I survived to live another day.
From that moment on, it was a day-to-day existence, trying to not let fear of your mortality swallow up your days and instead, I concentrated on work as an activist for the newly formed ‘People Living with HIV/AIDS Victoria’ group now known as .

One battle after another

After surviving my first AIDS-related condition, I went on to battle four other AIDS-related illnesses over the next seven years.
Most of the time I felt like a medical guinea pig, trialling drug after drug, one of which I still bear the side effects to this day when it stripped me of a large portion of the muscles in my arms and legs.
I spent almost as much time as an inpatient and outpatient at Fairfield Hospital in Melbourne as I seemed to at home, and somehow the stigma that surrounded HIV at the time hardly reared its ugly head on that campus – much to the credit of the amazing culture and care of the nurses and doctors who handled each case with such compassion.

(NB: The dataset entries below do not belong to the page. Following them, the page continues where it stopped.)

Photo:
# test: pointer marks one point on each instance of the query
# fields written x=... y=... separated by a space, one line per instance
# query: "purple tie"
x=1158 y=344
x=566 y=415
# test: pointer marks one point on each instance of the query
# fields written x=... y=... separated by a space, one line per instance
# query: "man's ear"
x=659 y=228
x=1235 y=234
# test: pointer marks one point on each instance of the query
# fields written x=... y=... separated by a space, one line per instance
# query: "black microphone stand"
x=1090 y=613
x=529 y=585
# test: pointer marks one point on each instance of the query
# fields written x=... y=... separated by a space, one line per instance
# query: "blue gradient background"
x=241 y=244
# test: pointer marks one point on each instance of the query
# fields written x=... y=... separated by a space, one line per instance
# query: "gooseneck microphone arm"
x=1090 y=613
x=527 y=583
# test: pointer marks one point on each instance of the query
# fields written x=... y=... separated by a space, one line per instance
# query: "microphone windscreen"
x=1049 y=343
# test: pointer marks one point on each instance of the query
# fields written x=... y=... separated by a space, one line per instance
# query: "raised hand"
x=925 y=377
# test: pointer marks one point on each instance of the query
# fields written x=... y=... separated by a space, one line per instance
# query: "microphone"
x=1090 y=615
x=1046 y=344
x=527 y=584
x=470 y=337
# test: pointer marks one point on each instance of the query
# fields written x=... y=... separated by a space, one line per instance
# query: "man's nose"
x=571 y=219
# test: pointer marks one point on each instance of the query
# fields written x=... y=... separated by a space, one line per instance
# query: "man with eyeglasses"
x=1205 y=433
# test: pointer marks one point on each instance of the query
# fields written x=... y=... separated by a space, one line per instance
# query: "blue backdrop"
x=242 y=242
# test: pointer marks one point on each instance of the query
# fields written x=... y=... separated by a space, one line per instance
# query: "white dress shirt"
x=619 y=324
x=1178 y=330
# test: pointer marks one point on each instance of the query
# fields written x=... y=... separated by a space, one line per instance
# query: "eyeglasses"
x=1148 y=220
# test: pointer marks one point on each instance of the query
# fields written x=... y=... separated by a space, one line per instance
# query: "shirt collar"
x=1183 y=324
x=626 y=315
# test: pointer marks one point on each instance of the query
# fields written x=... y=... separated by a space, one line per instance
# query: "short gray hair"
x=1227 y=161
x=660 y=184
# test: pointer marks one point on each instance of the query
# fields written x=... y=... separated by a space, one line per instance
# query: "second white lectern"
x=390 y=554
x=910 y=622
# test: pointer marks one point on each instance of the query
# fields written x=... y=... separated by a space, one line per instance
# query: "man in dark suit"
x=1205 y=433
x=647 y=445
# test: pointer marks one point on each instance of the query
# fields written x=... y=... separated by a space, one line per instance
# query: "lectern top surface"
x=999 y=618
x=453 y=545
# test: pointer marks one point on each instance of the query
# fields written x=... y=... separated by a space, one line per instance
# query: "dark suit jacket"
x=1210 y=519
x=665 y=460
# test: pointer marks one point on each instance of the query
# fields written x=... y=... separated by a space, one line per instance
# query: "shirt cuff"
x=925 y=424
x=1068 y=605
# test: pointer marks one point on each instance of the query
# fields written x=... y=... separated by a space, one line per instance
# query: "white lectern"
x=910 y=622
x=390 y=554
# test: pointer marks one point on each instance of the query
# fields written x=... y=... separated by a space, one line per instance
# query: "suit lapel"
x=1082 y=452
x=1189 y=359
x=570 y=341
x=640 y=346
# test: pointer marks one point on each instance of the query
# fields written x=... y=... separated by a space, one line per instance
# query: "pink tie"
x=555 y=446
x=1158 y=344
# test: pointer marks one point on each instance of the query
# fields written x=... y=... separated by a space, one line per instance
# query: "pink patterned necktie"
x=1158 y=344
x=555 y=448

It was clear the medical staff had educated themselves about the risks and did not want patients to feel stigmatised for having the virus, but that was not the case for a lot of HIV-positive patients across the country, many facing gross overreactions and fear from staff when presenting for treatment.

Then came the medical breakthrough

In the mid-1990s, we saw the advent of triple combination therapy, the Highly Active Antiviral Therapy class of drugs.
These breakthroughs, while they meant quite a pill burden for me some time, undoubtedly saved my life.
In 1991 I had a T-cell count of 60 which actually went down to zero by 1993.
You’re not supposed to survive on zero T-cells, the main marker of your immune system.
After several months on these antivirals, my counts started to climb to 60 again, 120 and eventually above the 200 mark where you are likely to survive.
Newer classes of drugs have been developed and now I only need two to tackle my virus every day.

They are so effective my long-term male partner has never tested HIV-positive and my doctor said he is unlikely to.

Two men, one holding his hand to his face

David and his partner Joko. Source: SBS

Holding on to hope

Much of my life as an HIV-positive gay man was spent not expecting a partner to share my bed at night.
Even though the specialists and my doctor said there was minimal risk and I could have sex if I looked out for sexually transmitted infections, I doubted there would be many willing suitors lined up to take the plunge.
But one whirlwind night in Bali at a gay nightclub I met a sexy young man named Joko (well, it turned out he was in his fifties!) who whisked me home to my unit before I knew what was happening!
Two days later I developed a ‘Bali belly’ problem and ended up in the local Seminyak hospital.
Joko was with me every step of the way. He is still with me seven years later and now living with me in Australia.

No one is more surprised than me that Joko and I are still going strong, but it does show that no matter what, HIV does not need not be an obstacle to a long-lasting relationship.

A man wearing a pink shirt next to a man wearing a black shirt.

David and Joko (left) have been together for seven years. David says he never expected to find love as an HIV-positive gay man. Source: SBS

Defying the odds every day since

Despite the recent medical advances, it hasn’t all been a bed of roses.
There are multiple co-morbidities that have come with ageing. My life consists of more doctors and more treatments.
Amazingly though, I recently celebrated my 70th birthday with 180 of my closest friends.
I told them the main reason I’m still here celebrating with you is because you all gave me a reason to live.

You loved me for who I am and didn’t judge or censor me because of something in my blood.